その際、シノさんにも確認していたが、必要ないと言われたので、そのままカウンター内に戻ってくる。
「だんだんと、うちのやり方がわかってきたじゃないか」
「そりゃ、あれだけ『調教』されたら嫌でも身につくもんさ」
エルゼは笑顔でとんでもない発言をした。
彼女の発言によって店内は静まり返る。
「エ、エルちゃんはマスターに、ちょ、調教されたのかい?」
「お二方、そういうプライベートな話は、人前ではやめておいたほうがいいかと」
「お、おい、『調教』なんてしていないだろ!? 私は熱心に『教育』を施したんだ!」
「意味は同じなんだし、別にどっちでもいいだろ?」
「同じじゃない!」
エルゼは頭の後ろで手を組みながら、笑顔を崩さない。
一方、シノさんとブルートさんは、どこか疑うような眼差しで私を見てくる。
「エルちゃん、つらかったらいつでもわたしを頼ってくれてもいいんだよ?」
「マスター、少し落胆しました。なので、おかわりは無料にしてください」
いや、二人は完全に悪ノリしているだけだ。
その証拠に、二人は笑いを必死に堪えていた。
エルゼが来てから、私の保ってきたクールなキャラが崩壊しつつある。
この喫茶店のイメージのために、彼女にはもっと「教育」を施す必要があるな……。
「この髪型とメイド服も、無理やりさせられたんだろ?」
「髪型はそんな感じだな。でも、メイド服はアタシが自ら選んだんだ。アデルが何十種類もメイド服を持ってて助かったぜ」
「お、おい、喋りすぎだ、エルゼ!」
「へ、へー、そりゃよかったねぇ……」
「マスター、今のはさすがに引きました……」
二人から生温かい視線を向けられる。
私の性癖が知られてしまった。
しかも、常連である二人に……。
これはもう本格的に「調教」が必要なようだ。
シノさんとブルートさんが帰ったあと、店内には再び心地よい静寂が訪れた。
そんな中、エルゼは黙々と皿洗いをしている。
黙っていれば美人なのだがな……。
そう言いかけて、思わず口を閉じる。
これ以上失態を繰り返すと、私のキャラが完全に崩壊してしまう。
何かに集中しなければ……。
そうだ、ちょうどおやつの時間なので、彼女のためにチョコレートパフェを作ることにしよう。

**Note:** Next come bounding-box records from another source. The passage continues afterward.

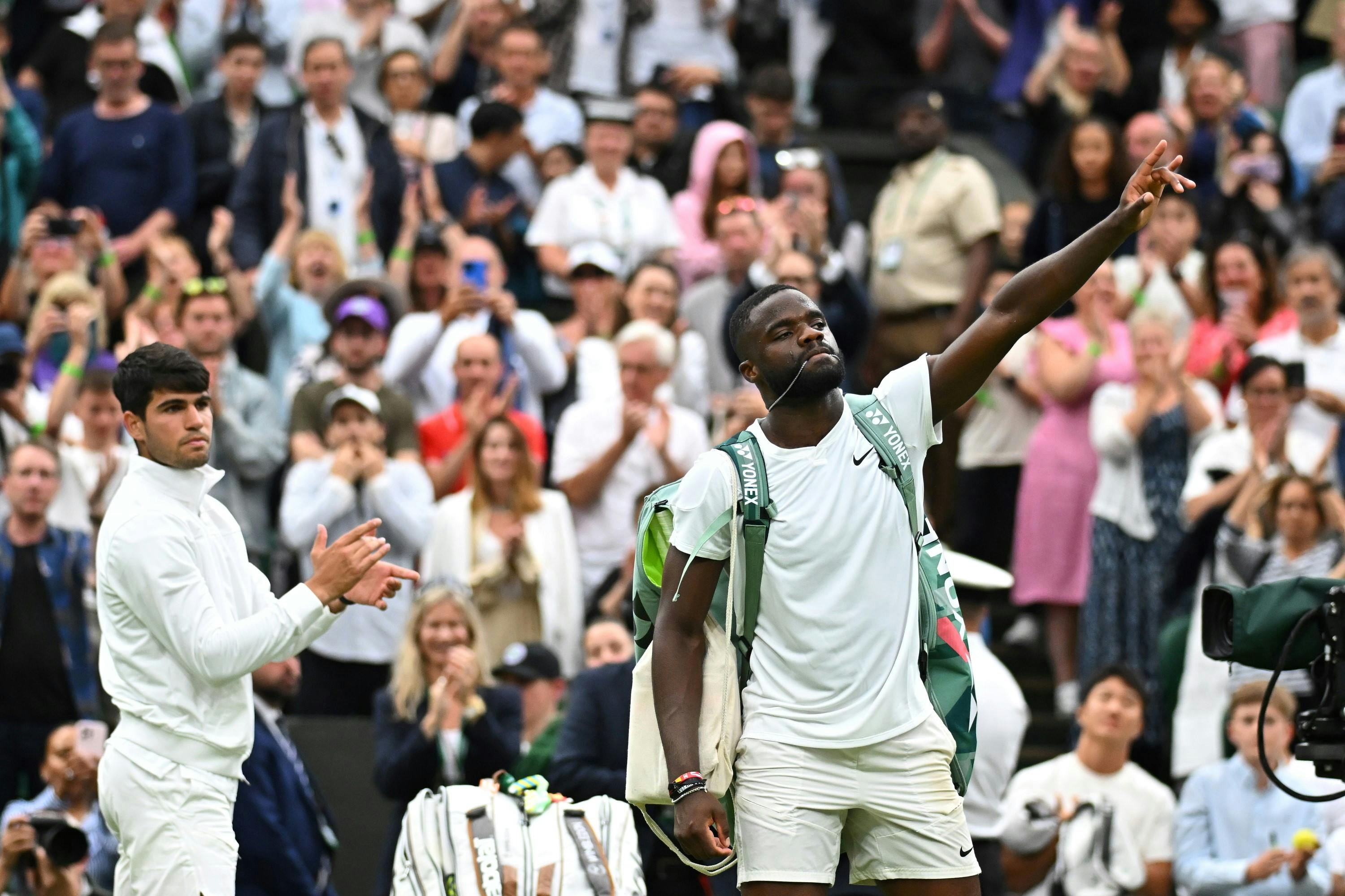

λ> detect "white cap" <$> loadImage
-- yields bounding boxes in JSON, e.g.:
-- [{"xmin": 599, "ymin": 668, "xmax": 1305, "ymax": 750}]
[{"xmin": 569, "ymin": 239, "xmax": 621, "ymax": 277}]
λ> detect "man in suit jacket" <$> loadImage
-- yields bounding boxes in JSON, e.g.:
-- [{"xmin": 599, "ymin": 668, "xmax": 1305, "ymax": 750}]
[
  {"xmin": 229, "ymin": 38, "xmax": 405, "ymax": 268},
  {"xmin": 183, "ymin": 31, "xmax": 269, "ymax": 266},
  {"xmin": 234, "ymin": 657, "xmax": 336, "ymax": 896}
]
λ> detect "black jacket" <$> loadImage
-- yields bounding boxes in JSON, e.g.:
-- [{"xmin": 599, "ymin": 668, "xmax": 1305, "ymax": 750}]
[
  {"xmin": 374, "ymin": 688, "xmax": 523, "ymax": 893},
  {"xmin": 229, "ymin": 102, "xmax": 405, "ymax": 268}
]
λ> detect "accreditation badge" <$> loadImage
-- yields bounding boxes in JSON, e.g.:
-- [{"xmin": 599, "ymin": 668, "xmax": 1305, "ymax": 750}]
[{"xmin": 877, "ymin": 239, "xmax": 907, "ymax": 272}]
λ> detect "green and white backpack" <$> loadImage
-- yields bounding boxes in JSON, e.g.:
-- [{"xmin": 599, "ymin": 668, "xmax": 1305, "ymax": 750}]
[{"xmin": 627, "ymin": 394, "xmax": 976, "ymax": 874}]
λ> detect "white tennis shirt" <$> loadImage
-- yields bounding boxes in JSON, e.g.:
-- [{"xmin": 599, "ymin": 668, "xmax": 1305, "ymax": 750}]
[{"xmin": 672, "ymin": 356, "xmax": 943, "ymax": 748}]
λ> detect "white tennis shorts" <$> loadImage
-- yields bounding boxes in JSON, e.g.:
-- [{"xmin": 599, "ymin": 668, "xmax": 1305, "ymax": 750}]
[
  {"xmin": 98, "ymin": 736, "xmax": 238, "ymax": 896},
  {"xmin": 733, "ymin": 712, "xmax": 981, "ymax": 884}
]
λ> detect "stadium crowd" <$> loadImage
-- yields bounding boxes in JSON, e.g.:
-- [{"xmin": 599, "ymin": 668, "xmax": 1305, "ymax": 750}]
[{"xmin": 0, "ymin": 0, "xmax": 1345, "ymax": 896}]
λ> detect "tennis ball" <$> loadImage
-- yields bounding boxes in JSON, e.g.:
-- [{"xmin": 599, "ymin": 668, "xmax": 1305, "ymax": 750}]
[{"xmin": 1294, "ymin": 827, "xmax": 1321, "ymax": 853}]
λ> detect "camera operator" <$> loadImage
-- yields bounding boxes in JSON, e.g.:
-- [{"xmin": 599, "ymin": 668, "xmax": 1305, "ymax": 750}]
[
  {"xmin": 1174, "ymin": 681, "xmax": 1332, "ymax": 896},
  {"xmin": 0, "ymin": 725, "xmax": 117, "ymax": 896}
]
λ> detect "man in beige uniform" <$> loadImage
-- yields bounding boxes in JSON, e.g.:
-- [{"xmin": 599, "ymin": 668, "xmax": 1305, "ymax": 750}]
[{"xmin": 859, "ymin": 90, "xmax": 1001, "ymax": 526}]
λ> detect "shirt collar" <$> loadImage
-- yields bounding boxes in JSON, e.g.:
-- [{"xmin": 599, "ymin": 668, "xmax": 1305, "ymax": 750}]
[{"xmin": 129, "ymin": 455, "xmax": 225, "ymax": 514}]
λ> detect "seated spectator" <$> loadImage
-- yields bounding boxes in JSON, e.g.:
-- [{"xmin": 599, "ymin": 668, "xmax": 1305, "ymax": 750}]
[
  {"xmin": 176, "ymin": 277, "xmax": 285, "ymax": 558},
  {"xmin": 551, "ymin": 320, "xmax": 709, "ymax": 593},
  {"xmin": 256, "ymin": 177, "xmax": 379, "ymax": 401},
  {"xmin": 746, "ymin": 63, "xmax": 850, "ymax": 218},
  {"xmin": 1001, "ymin": 666, "xmax": 1177, "ymax": 896},
  {"xmin": 19, "ymin": 0, "xmax": 191, "ymax": 134},
  {"xmin": 383, "ymin": 237, "xmax": 565, "ymax": 420},
  {"xmin": 289, "ymin": 294, "xmax": 420, "ymax": 463},
  {"xmin": 631, "ymin": 82, "xmax": 691, "ymax": 196},
  {"xmin": 629, "ymin": 0, "xmax": 738, "ymax": 130},
  {"xmin": 915, "ymin": 0, "xmax": 1010, "ymax": 133},
  {"xmin": 434, "ymin": 101, "xmax": 527, "ymax": 257},
  {"xmin": 1130, "ymin": 0, "xmax": 1225, "ymax": 115},
  {"xmin": 1279, "ymin": 7, "xmax": 1345, "ymax": 176},
  {"xmin": 289, "ymin": 0, "xmax": 429, "ymax": 120},
  {"xmin": 0, "ymin": 725, "xmax": 117, "ymax": 896},
  {"xmin": 526, "ymin": 100, "xmax": 682, "ymax": 296},
  {"xmin": 952, "ymin": 269, "xmax": 1041, "ymax": 573},
  {"xmin": 584, "ymin": 619, "xmax": 635, "ymax": 669},
  {"xmin": 47, "ymin": 368, "xmax": 136, "ymax": 536},
  {"xmin": 1186, "ymin": 237, "xmax": 1298, "ymax": 394},
  {"xmin": 1022, "ymin": 10, "xmax": 1130, "ymax": 179},
  {"xmin": 182, "ymin": 32, "xmax": 272, "ymax": 273},
  {"xmin": 672, "ymin": 121, "xmax": 761, "ymax": 284},
  {"xmin": 0, "ymin": 442, "xmax": 100, "ymax": 805},
  {"xmin": 234, "ymin": 657, "xmax": 336, "ymax": 896},
  {"xmin": 720, "ymin": 247, "xmax": 873, "ymax": 387},
  {"xmin": 1205, "ymin": 130, "xmax": 1307, "ymax": 255},
  {"xmin": 42, "ymin": 20, "xmax": 195, "ymax": 265},
  {"xmin": 491, "ymin": 641, "xmax": 565, "ymax": 780},
  {"xmin": 457, "ymin": 22, "xmax": 584, "ymax": 208},
  {"xmin": 955, "ymin": 581, "xmax": 1032, "ymax": 896},
  {"xmin": 0, "ymin": 203, "xmax": 126, "ymax": 321},
  {"xmin": 771, "ymin": 147, "xmax": 869, "ymax": 280},
  {"xmin": 1022, "ymin": 118, "xmax": 1135, "ymax": 268},
  {"xmin": 616, "ymin": 261, "xmax": 710, "ymax": 417},
  {"xmin": 1251, "ymin": 245, "xmax": 1345, "ymax": 440},
  {"xmin": 1079, "ymin": 307, "xmax": 1224, "ymax": 743},
  {"xmin": 1173, "ymin": 681, "xmax": 1332, "ymax": 896},
  {"xmin": 374, "ymin": 588, "xmax": 519, "ymax": 893},
  {"xmin": 378, "ymin": 50, "xmax": 465, "ymax": 182},
  {"xmin": 682, "ymin": 203, "xmax": 763, "ymax": 405},
  {"xmin": 175, "ymin": 0, "xmax": 301, "ymax": 106},
  {"xmin": 429, "ymin": 0, "xmax": 511, "ymax": 116},
  {"xmin": 1112, "ymin": 192, "xmax": 1205, "ymax": 328},
  {"xmin": 280, "ymin": 383, "xmax": 434, "ymax": 716},
  {"xmin": 229, "ymin": 37, "xmax": 405, "ymax": 268},
  {"xmin": 418, "ymin": 332, "xmax": 546, "ymax": 498},
  {"xmin": 549, "ymin": 655, "xmax": 699, "ymax": 896},
  {"xmin": 421, "ymin": 417, "xmax": 584, "ymax": 673},
  {"xmin": 1181, "ymin": 355, "xmax": 1329, "ymax": 524}
]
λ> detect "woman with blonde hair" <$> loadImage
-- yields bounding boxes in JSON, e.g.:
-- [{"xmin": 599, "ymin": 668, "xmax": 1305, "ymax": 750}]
[
  {"xmin": 421, "ymin": 416, "xmax": 584, "ymax": 674},
  {"xmin": 374, "ymin": 585, "xmax": 523, "ymax": 893}
]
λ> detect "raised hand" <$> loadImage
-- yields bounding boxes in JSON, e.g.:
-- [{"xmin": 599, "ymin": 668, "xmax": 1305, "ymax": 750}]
[{"xmin": 1119, "ymin": 140, "xmax": 1196, "ymax": 233}]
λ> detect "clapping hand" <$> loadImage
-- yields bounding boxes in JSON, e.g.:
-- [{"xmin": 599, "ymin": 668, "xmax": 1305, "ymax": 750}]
[{"xmin": 1119, "ymin": 140, "xmax": 1196, "ymax": 233}]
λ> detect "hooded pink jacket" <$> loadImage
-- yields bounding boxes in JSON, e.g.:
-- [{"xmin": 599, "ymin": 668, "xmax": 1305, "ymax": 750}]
[{"xmin": 672, "ymin": 121, "xmax": 761, "ymax": 289}]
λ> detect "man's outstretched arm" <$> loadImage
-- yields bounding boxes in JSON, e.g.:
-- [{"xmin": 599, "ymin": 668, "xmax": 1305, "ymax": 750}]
[
  {"xmin": 929, "ymin": 140, "xmax": 1196, "ymax": 421},
  {"xmin": 651, "ymin": 546, "xmax": 729, "ymax": 861}
]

「あ~、疲れたぜ。カレーって洗うのが手間なんだよな。それに、あのブルートってオッサンは食いすぎだ。ドリアを三回もおかわりしたうえに、スペシャルパフェも食いやがって……」
エルゼは皿洗いを終えると、カウンター席にどっかりと座る。
私はチョコレートパフェとミルクのたっぷり入ったカフェオレを、彼女に提供した。
「おっ、待ってました。ちょうどパフェが食いたかったんだよ。それじゃ、いただきまーす」
「だからオッサンではなくブルートさんと言え。普段からその呼び方だと癖になるぞ」
「へいへい、気をつけますよー」
エルゼは黙々とパフェを食べ始める。
言葉は発さないが、表情は非常に豊かだ。
彼女の嬉しそうな表情を見ると、なぜか元気が出る。
さて、明日は何を作ってやろうか……。
次の刹那、店の扉が大きな音を立てて、勢いよく開け放たれた。
突然切り裂かれる静寂。
そして同時に、喫茶店にはふさわしくない血のにおいが漂い始めた。
「た、助けてください……!」
そこに現れたのは血塗れの少年だった。
しかも、そのにおいは明らかに人間のものではない。
どうやらこの街は、再び異形の者を招き寄せてしまったようだ。